User feedback can add a lot of value to the product design, especially in an increasingly competitive market like India. The country’s consumers are no longer mere spectators, but are actively playing a part in defining the services they choose to consume. Every click on a product, every download, every uninstall – all this is but a part of a larger message that they are sending across to service providers. They evaluate any product they use on its relevance and how it best solves their problems, not the underlying tech design; it wouldn’t matter to users if a product is technically superior to its competitors if it cannot solve users’ problems in a better manner. This is what makes user feedback such a critical aspect of product design.

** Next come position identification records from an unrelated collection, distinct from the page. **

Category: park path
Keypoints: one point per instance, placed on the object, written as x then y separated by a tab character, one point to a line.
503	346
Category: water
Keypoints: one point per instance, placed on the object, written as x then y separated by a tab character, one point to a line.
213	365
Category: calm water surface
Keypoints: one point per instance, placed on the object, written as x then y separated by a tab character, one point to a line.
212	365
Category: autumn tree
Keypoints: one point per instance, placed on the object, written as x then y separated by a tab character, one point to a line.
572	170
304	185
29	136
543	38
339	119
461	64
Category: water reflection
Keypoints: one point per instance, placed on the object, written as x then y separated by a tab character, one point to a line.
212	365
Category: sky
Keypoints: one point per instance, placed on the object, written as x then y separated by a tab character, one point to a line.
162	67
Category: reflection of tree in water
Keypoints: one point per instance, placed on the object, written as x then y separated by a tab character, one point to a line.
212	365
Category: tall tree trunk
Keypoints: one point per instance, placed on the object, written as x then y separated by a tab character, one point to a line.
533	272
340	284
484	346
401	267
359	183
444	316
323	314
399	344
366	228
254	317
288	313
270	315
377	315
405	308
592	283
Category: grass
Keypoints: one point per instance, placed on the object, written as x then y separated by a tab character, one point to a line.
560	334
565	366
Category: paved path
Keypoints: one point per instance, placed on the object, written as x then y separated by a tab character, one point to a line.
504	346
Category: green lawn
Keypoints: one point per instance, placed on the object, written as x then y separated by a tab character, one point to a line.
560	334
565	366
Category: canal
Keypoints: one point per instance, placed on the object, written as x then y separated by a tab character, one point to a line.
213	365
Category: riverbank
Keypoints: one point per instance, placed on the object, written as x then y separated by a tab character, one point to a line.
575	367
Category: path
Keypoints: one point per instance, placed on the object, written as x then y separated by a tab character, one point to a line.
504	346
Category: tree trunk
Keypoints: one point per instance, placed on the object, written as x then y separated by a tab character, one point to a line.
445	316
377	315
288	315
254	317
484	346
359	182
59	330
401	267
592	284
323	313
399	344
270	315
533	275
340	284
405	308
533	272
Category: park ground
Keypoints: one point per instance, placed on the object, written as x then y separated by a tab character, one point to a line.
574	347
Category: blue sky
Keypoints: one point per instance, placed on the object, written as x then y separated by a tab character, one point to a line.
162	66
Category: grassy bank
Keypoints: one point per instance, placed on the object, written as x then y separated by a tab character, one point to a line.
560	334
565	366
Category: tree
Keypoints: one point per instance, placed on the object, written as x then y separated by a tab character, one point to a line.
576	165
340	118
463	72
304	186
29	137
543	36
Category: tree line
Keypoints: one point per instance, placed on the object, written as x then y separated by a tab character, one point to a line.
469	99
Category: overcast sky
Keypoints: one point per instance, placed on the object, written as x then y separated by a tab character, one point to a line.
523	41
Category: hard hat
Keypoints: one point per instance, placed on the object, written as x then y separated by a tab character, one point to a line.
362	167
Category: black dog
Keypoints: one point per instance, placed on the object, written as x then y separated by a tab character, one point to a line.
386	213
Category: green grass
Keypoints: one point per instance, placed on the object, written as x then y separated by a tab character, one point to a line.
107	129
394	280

Gauging optimum user feedback often requires setting up of active listening mechanisms, and any listening mechanism typically includes what is commonly known on the Internet as clickstream analysis. Achievable through either the internal data collection framework, an external tool such as Google’s Firebase, or a hybrid approach integrating the two, clickstream analysis measures how users actually use the product. This offers a better understanding of the points of friction for the product and its usage flow, which in turn aids in refining design and optimising the end-user product and helps in making it more relevant to the consumer.
Any listening mechanism for user feedback, however, is incomplete without direct involvement of the user, which is where user experience measurement steps into the picture. Involving segmentation of users using math, user experience measurement analyses UX for each segment to verify if user requirements have been understood correctly. Knowing user segments and needs helps in contextualising what might be considered an ‘a-ha!’ point, which further helps in the identification of user-delight points as well as probable pain points. This understanding assists in the setup of smart, algorithmically-driven pop-ups within the app itself, which can then be used to gain a more astute insight into the product’s overall user experience quotient.
But while leveraging technology to gauge user reaction is all well and good, initiating real conversations can make a world of difference to the product in question, especially during the testing phase. Beta user programmes and formulation of Concept Beta and Actual Product Beta groups give invaluable insights into product usage, aiding in the identification and correction of major barriers within the application. The process of gauging user response is also aided to a great extent through interactions with users via phone calls, meetings, discussions, online forums and other such channels, as it is by reimagining user incentives for product feedback. Users are much more likely to provide more in-depth feedback to developers if they are incentivised with more than just free downloads and services.
Equipped with the ability to listen to the unsaid, see the invisible and read the unwritten, new-age entrepreneurs are a different breed altogether. They understand that their products are their lives, not their users, and opt for opinions from unaffiliated sources in order to gain objective insights into their product designs. Not only can they listen to differing opinions without any bias, but also have high numeric literacy and make decisions based purely on data. With dedicated roles such as Product Analyst and User Experience Engineer defined to collect and extract valuable information from abstract user feedback, they are helping in the creation of highly personalised experiences for the Indian consumer. Plugged into the pulse of the new India, which is a collection of the most astonishing consumer diversity ever, these entrepreneurs are building smarter organisations for a smarter nation and sowing the seeds of success in a highly dynamic business environment.